5 yılın sonunda senin cebinde 1000usd benim elimde 1000usd yazılı bir kağıt oluyor.

5 yıl zarfında da ben o 900usd ile iş yapıp para kazanıyorum.
0
duyurukullanıcısı
(08.12.20)
Soruya soru eklemek gibi olacak ama detayını bilen var mı? Vadesi faizi nedir?

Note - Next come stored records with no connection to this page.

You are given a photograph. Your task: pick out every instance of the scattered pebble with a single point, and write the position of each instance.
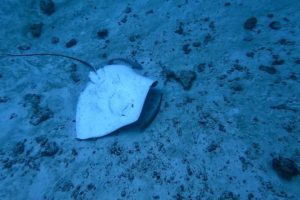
(103, 33)
(36, 29)
(275, 25)
(3, 99)
(50, 149)
(19, 148)
(47, 7)
(54, 40)
(285, 167)
(269, 70)
(71, 43)
(250, 23)
(40, 115)
(24, 47)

Hazine’nin ihraç ettiği ile aynı faizi mi verdi acaba yoksa farklı kredi derecesi olduğu için daha düşük faizle ihraç etmiş olabilir mi?
0
catch the arrow
(08.12.20)
mobilde hiçbir şey yapılamadığı için yeni mesaj olarak yazmak zorunda kalıyorum. Mod isterse silsin ikisini de.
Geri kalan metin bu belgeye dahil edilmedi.